Supported data de-identification algorithms - - Alibaba Cloud Documentation Center

This topic describes the data de-identification algorithms that are supported by Data Security Center (DSC).


Category	Description	Algorithm	Input	Applicable sensitive data and scenario
Hashing	Raw data cannot be retrieved after it is de-identified by using this type of algorithm. This type of algorithm is applicable to password protection or scenarios in which you must check whether data is sensitive by comparison. You can use common hash algorithms and specify a salt value.	MD5	Salt value	Sensitive data: keys Scenario: data storage
		Secure Hash Algorithm 1 (SHA-1)	Salt value
		SHA-256	Salt value
		Hash-based Message Authentication Code (HMAC)	Salt value
Redaction by using asterisks (*) or number signs (#)	Raw data cannot be retrieved after it is de-identified by using this type of algorithm. This type of algorithm is applicable to scenarios in which sensitive data is to be shown on a user interface or shared with others. This type of algorithm redacts specified text in sensitive data with asterisks (*) or number signs (#).	Keeps the first N characters and the last M characters	Values of N and M	Sensitive data: sensitive personal information Scenarios: Data usage Data sharing
		Keeps characters from the Xth position to the Yth position	Values of X and Y
		Redacts the first N characters and the last M characters	Values of N and M
		Redacts characters from the Xth position to the Yth position	Values of X and Y
		Redacts characters that precede a special character when the special character appears for the first time	At sign (@), ampersand (&), or period (.)
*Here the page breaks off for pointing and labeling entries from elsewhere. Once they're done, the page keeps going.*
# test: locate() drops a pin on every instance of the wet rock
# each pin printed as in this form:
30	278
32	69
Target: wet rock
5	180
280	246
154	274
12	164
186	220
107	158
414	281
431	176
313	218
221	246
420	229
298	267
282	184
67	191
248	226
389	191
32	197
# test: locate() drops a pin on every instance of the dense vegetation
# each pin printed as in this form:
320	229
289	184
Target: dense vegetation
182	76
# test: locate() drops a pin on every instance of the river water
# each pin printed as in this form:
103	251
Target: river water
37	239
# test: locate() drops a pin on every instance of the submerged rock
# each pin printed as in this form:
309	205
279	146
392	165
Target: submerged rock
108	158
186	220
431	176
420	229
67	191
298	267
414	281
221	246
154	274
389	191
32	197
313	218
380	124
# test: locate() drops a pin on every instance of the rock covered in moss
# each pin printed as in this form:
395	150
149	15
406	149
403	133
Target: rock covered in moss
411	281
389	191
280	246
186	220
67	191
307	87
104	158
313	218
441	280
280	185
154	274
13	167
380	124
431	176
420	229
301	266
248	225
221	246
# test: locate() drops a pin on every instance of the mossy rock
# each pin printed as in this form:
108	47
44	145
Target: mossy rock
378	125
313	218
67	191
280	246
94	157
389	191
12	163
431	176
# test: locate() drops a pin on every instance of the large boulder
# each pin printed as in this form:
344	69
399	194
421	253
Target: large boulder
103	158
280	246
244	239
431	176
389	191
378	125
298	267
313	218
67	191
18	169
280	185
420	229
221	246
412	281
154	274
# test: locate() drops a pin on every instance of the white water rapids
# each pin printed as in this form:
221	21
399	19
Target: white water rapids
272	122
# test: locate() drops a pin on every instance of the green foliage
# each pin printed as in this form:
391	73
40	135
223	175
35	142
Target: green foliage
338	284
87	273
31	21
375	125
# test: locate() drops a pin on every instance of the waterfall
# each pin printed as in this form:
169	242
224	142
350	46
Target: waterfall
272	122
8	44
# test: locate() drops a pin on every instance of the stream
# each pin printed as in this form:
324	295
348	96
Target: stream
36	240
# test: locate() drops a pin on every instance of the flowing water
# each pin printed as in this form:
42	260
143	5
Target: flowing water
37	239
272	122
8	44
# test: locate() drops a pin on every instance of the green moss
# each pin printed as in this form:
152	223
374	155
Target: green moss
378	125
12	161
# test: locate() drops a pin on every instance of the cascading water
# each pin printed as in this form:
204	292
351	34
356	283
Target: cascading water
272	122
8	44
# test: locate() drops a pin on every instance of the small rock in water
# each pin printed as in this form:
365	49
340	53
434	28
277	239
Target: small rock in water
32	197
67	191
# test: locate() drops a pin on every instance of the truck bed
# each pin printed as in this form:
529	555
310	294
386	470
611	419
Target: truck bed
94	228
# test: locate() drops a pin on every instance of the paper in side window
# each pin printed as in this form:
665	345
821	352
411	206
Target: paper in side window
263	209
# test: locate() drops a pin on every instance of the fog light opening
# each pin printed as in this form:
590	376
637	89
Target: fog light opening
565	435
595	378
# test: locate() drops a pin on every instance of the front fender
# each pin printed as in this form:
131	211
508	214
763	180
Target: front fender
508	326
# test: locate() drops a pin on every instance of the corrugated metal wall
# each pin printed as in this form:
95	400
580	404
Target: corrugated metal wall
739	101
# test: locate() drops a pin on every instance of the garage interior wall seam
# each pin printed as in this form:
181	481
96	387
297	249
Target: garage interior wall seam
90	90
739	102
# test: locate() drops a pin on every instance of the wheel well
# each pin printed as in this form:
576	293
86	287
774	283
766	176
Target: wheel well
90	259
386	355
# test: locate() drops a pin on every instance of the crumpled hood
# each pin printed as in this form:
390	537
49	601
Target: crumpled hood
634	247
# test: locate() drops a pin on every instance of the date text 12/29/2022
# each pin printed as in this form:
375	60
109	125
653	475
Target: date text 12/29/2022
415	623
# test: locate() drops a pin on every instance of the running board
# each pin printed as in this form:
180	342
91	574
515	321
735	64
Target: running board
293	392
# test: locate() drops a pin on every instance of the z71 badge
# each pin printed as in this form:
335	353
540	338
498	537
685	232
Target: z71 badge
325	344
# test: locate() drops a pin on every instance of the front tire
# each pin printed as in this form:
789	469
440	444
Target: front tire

		Redacts characters that follow a special character when the special character appears for the first time	At sign (@), ampersand (&), or period (.)
Substitution (customization supported)	Raw data can be retrieved after it is de-identified by using some of the algorithms. This type of algorithm can be used to de-identify fields in fixed formats, such as ID card numbers. This type of algorithm substitutes the entire value or part of the value of a field with a mapped value by using a mapping table. In this case, raw data can be retrieved after it is de-identified. This type of algorithm also substitutes the entire value or part of the value of a field randomly based on a random interval. In this case, raw data cannot be retrieved after it is de-identified. DSC provides multiple built-in mapping tables and allows you to customize substitution algorithms.	Substitutes specific content in ID card numbers with mapped values	Mapping table for substituting the IDs of administrative regions	Sensitive data: Sensitive personal information Sensitive information of enterprises Sensitive information of devices Scenarios: Data storage Data sharing
		Randomly substitutes specific content in ID card numbers	Code table for randomly substituting the IDs of administrative regions
		Randomly substitutes specific content in the IDs of military officer cards	Code table for randomly substituting type codes
		Randomly substitutes specific content in passport numbers	Code table for randomly substituting purpose fields
		Randomly substitutes specific content in permit numbers of Exit-Entry Permits for Travelling to and from Hong Kong and Macao	Code table for randomly substituting purpose fields
		Randomly substitutes specific content in bank card numbers	Code table for randomly substituting Bank Identification Numbers (BINs)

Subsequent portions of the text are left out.